A Quick Word About Mentoring With: Manolya Tanyu, Senior Researcher
In 2012, the Office of Juvenile Justice and Delinquency Prevention, part of the U.S. Department of Justice, implemented the Mentoring Enhancement Demonstration Program (MEDP). This initiative was designed to strengthen existing mentorship programs across the United States. In this Q&A, Manolya Tanyu describes the effectiveness of the programmatic enhancements—and the challenges of implementing them across a wide array of mentorship organizations.
Q: What is mentoring?
Tanyu: Mentoring is a beneficial relationship between someone who is more skilled or experienced and another person who is willing to receive teaching or advocacy. Mentoring relationships happen in many forms and in different settings, including the workplace, academic institutions, and communities.
Formal youth mentoring programs, which often serve “at-risk” youth, aim to develop these relationships by matching volunteers with young people and providing them with access to resources and new experiences. This is the type of mentoring relationship that we examined in our research on MEDP.
Q: How does mentoring affect underserved young people?
Tanyu: Mentoring has become a popular intervention strategy in the U.S. to promote youth well-being and reduce the effects of environmental risks, such as poverty, stressful family events, and negative peer relationships. The research shows that mentoring has widespread positive effects on young people, including improved self-esteem and academic performance, as well as fewer risky behaviors. These effects are even stronger when mentors emphasize emotional support, teaching, and advocacy.
Q: What are some challenges that mentoring programs face, and how did MEDP attempt to address them?
Tanyu: The strongest predictor of positive mentoring outcomes is the strength of the mentor-mentee relationship. Mentoring relationships often need ongoing support and monitoring. With over 5,000 U.S. organizations offering youth mentoring, there are large variations in how well the programs can support mentors in developing effective relationships and staying engaged.
MEDP was designed specifically to address these challenges. Through it, existing mentoring programs developed a set of programmatic enhancements, including targeted training of mentors and ongoing staff support for them. AIR conducted a rigorous process and outcome evaluation of MEDP to assess the effectiveness of programmatic enhancements. The MEDP-enhanced practices involved incorporating advocacy or teaching roles for mentors, including providing focused pre-match and ongoing training to mentors, and helping mentors carry out the targeted roles.
Q: MEDP was designed to strengthen mentors’ roles as teachers and advocates. What do those roles look like in a mentoring context?
Tanyu: We found many ways that mentoring relationships can involve teaching and advocacy.
Teaching functions vary. For example, mentors can provide instruction during a group learning activity or tutoring. They can also lead a structured activity to develop a particular skill, like table manners or learning how to swim. Mentors can also capitalize on “teachable moments” to share knowledge or practice skills during otherwise unrelated activities.
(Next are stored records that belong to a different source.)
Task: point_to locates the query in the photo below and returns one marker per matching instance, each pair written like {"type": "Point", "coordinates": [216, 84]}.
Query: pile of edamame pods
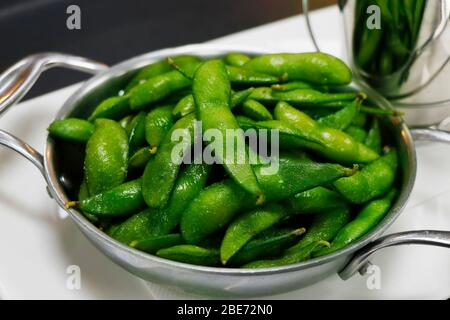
{"type": "Point", "coordinates": [336, 171]}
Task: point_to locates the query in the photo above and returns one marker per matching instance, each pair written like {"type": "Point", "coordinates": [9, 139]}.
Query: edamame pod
{"type": "Point", "coordinates": [317, 68]}
{"type": "Point", "coordinates": [343, 118]}
{"type": "Point", "coordinates": [373, 139]}
{"type": "Point", "coordinates": [219, 203]}
{"type": "Point", "coordinates": [140, 158]}
{"type": "Point", "coordinates": [324, 227]}
{"type": "Point", "coordinates": [191, 254]}
{"type": "Point", "coordinates": [291, 86]}
{"type": "Point", "coordinates": [315, 200]}
{"type": "Point", "coordinates": [365, 221]}
{"type": "Point", "coordinates": [236, 59]}
{"type": "Point", "coordinates": [112, 108]}
{"type": "Point", "coordinates": [188, 185]}
{"type": "Point", "coordinates": [158, 68]}
{"type": "Point", "coordinates": [300, 255]}
{"type": "Point", "coordinates": [106, 158]}
{"type": "Point", "coordinates": [157, 124]}
{"type": "Point", "coordinates": [136, 134]}
{"type": "Point", "coordinates": [155, 243]}
{"type": "Point", "coordinates": [211, 90]}
{"type": "Point", "coordinates": [187, 104]}
{"type": "Point", "coordinates": [265, 245]}
{"type": "Point", "coordinates": [119, 201]}
{"type": "Point", "coordinates": [256, 111]}
{"type": "Point", "coordinates": [309, 97]}
{"type": "Point", "coordinates": [336, 145]}
{"type": "Point", "coordinates": [357, 133]}
{"type": "Point", "coordinates": [157, 88]}
{"type": "Point", "coordinates": [241, 76]}
{"type": "Point", "coordinates": [161, 170]}
{"type": "Point", "coordinates": [72, 129]}
{"type": "Point", "coordinates": [372, 181]}
{"type": "Point", "coordinates": [247, 226]}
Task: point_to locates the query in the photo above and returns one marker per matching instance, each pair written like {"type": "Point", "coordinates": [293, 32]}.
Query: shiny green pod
{"type": "Point", "coordinates": [72, 129]}
{"type": "Point", "coordinates": [161, 170]}
{"type": "Point", "coordinates": [106, 159]}
{"type": "Point", "coordinates": [159, 121]}
{"type": "Point", "coordinates": [315, 67]}
{"type": "Point", "coordinates": [372, 181]}
{"type": "Point", "coordinates": [191, 254]}
{"type": "Point", "coordinates": [212, 91]}
{"type": "Point", "coordinates": [113, 108]}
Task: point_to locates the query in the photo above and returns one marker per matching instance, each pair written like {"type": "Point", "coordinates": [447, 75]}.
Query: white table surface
{"type": "Point", "coordinates": [37, 245]}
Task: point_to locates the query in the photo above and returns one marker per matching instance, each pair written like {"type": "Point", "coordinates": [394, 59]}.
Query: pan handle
{"type": "Point", "coordinates": [360, 263]}
{"type": "Point", "coordinates": [16, 81]}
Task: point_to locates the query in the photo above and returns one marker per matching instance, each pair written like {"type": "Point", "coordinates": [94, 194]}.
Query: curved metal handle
{"type": "Point", "coordinates": [18, 79]}
{"type": "Point", "coordinates": [360, 263]}
{"type": "Point", "coordinates": [14, 143]}
{"type": "Point", "coordinates": [305, 8]}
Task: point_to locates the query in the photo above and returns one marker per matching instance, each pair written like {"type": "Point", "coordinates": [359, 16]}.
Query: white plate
{"type": "Point", "coordinates": [38, 244]}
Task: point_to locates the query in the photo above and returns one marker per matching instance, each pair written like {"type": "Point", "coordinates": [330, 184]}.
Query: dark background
{"type": "Point", "coordinates": [114, 30]}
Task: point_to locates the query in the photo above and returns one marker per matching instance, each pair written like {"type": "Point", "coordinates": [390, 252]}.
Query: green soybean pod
{"type": "Point", "coordinates": [324, 227]}
{"type": "Point", "coordinates": [291, 86]}
{"type": "Point", "coordinates": [343, 118]}
{"type": "Point", "coordinates": [83, 193]}
{"type": "Point", "coordinates": [155, 243]}
{"type": "Point", "coordinates": [365, 221]}
{"type": "Point", "coordinates": [267, 244]}
{"type": "Point", "coordinates": [158, 68]}
{"type": "Point", "coordinates": [247, 226]}
{"type": "Point", "coordinates": [219, 203]}
{"type": "Point", "coordinates": [373, 139]}
{"type": "Point", "coordinates": [136, 132]}
{"type": "Point", "coordinates": [161, 170]}
{"type": "Point", "coordinates": [300, 255]}
{"type": "Point", "coordinates": [255, 110]}
{"type": "Point", "coordinates": [185, 106]}
{"type": "Point", "coordinates": [372, 181]}
{"type": "Point", "coordinates": [136, 227]}
{"type": "Point", "coordinates": [119, 201]}
{"type": "Point", "coordinates": [157, 88]}
{"type": "Point", "coordinates": [191, 254]}
{"type": "Point", "coordinates": [106, 158]}
{"type": "Point", "coordinates": [336, 145]}
{"type": "Point", "coordinates": [157, 124]}
{"type": "Point", "coordinates": [211, 89]}
{"type": "Point", "coordinates": [113, 108]}
{"type": "Point", "coordinates": [72, 129]}
{"type": "Point", "coordinates": [241, 76]}
{"type": "Point", "coordinates": [316, 68]}
{"type": "Point", "coordinates": [315, 200]}
{"type": "Point", "coordinates": [140, 158]}
{"type": "Point", "coordinates": [212, 209]}
{"type": "Point", "coordinates": [125, 121]}
{"type": "Point", "coordinates": [357, 133]}
{"type": "Point", "coordinates": [236, 59]}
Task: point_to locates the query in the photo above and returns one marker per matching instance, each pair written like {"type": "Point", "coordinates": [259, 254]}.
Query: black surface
{"type": "Point", "coordinates": [113, 30]}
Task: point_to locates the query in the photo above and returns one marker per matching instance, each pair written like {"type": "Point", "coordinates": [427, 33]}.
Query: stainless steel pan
{"type": "Point", "coordinates": [60, 169]}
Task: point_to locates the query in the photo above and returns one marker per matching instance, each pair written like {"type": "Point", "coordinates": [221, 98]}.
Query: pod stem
{"type": "Point", "coordinates": [349, 172]}
{"type": "Point", "coordinates": [299, 231]}
{"type": "Point", "coordinates": [261, 198]}
{"type": "Point", "coordinates": [72, 204]}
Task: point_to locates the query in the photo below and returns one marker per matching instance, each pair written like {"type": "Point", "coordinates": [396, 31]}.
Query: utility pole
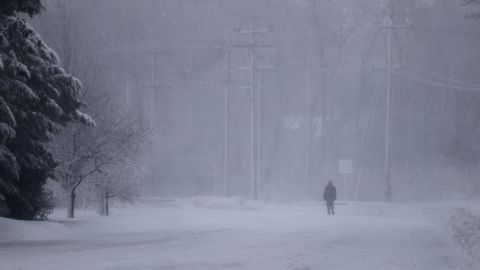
{"type": "Point", "coordinates": [309, 120]}
{"type": "Point", "coordinates": [153, 75]}
{"type": "Point", "coordinates": [389, 26]}
{"type": "Point", "coordinates": [252, 46]}
{"type": "Point", "coordinates": [153, 82]}
{"type": "Point", "coordinates": [127, 105]}
{"type": "Point", "coordinates": [227, 114]}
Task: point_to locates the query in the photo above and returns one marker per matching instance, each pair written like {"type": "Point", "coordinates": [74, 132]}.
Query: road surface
{"type": "Point", "coordinates": [274, 237]}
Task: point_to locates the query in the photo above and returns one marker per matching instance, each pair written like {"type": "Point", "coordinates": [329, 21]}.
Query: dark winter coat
{"type": "Point", "coordinates": [330, 193]}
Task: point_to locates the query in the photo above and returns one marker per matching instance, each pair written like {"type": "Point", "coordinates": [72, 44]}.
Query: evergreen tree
{"type": "Point", "coordinates": [36, 97]}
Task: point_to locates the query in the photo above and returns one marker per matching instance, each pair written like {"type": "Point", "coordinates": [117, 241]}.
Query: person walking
{"type": "Point", "coordinates": [329, 196]}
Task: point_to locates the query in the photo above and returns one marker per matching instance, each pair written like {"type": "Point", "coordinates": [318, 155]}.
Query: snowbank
{"type": "Point", "coordinates": [18, 230]}
{"type": "Point", "coordinates": [221, 203]}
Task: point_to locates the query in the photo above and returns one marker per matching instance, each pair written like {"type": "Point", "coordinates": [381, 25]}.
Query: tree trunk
{"type": "Point", "coordinates": [71, 204]}
{"type": "Point", "coordinates": [104, 204]}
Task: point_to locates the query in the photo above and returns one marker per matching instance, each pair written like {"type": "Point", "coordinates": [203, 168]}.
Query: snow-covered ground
{"type": "Point", "coordinates": [212, 233]}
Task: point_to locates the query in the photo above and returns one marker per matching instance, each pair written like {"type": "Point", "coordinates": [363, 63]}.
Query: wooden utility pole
{"type": "Point", "coordinates": [389, 27]}
{"type": "Point", "coordinates": [227, 114]}
{"type": "Point", "coordinates": [254, 110]}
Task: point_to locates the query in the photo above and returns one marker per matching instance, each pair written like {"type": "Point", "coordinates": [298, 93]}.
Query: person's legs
{"type": "Point", "coordinates": [330, 207]}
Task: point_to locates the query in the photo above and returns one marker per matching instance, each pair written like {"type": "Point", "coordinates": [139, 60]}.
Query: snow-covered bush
{"type": "Point", "coordinates": [36, 97]}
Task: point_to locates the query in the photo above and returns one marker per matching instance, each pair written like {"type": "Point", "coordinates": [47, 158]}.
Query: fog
{"type": "Point", "coordinates": [274, 113]}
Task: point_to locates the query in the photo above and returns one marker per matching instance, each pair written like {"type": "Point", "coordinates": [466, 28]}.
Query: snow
{"type": "Point", "coordinates": [216, 233]}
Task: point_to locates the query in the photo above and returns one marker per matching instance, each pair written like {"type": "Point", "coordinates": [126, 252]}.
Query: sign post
{"type": "Point", "coordinates": [345, 167]}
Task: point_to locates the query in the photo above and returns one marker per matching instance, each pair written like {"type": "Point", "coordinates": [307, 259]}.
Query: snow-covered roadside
{"type": "Point", "coordinates": [207, 214]}
{"type": "Point", "coordinates": [460, 219]}
{"type": "Point", "coordinates": [15, 230]}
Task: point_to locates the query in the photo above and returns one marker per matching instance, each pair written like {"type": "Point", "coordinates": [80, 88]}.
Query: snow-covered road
{"type": "Point", "coordinates": [268, 237]}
Advocacy functions include outreach, such as connecting the mentee to relevant professionals or services, representing the mentee by speaking on their behalf in decision-making situations, empowering the mentee to advocate for him/herself, and encouraging the mentee’s interests and activities.
Q: What challenges did participating programs face in terms of implementing enhanced mentor roles and providing support?
Tanyu: Although MEDP facilitated opportunities to innovate and develop unique approaches to promote advocacy and teaching, it was not an easy task for participating youth-serving programs. For many programs, particularly those operating with limited resources and those experiencing staff turnover, it was burdensome to provide staff with the training and support necessary to implement the enhanced practices. Also, before staff could support mentors with teaching or advocacy functions, they first needed to understand the nature of these skills, which sometimes required additional training (which could, in turn, also strain existing resources). In addition, participating in a rigorous randomized controlled trial like ours put additional burdens on programs, as many were inexperienced in the required research and data collection activities.
Q: Based on your findings, what lessons learned would you share with mentoring programs hoping to implement enhancements?
Tanyu: We learned that it is important to understand a program’s readiness to implement new or enhanced practices. A commitment to high-quality mentoring is necessary, but it is not enough without adequate programmatic support (i.e., training and resources provided to staff).
Researchers and policymakers should work closely with practitioners to identify effective program practices that can be implemented realistically and sustained over the long-term. For example, while online training and mentor support was considered an innovative way to expose mentors to key information and skills, it was a challenge both to build the technology and encourage mentors to use it.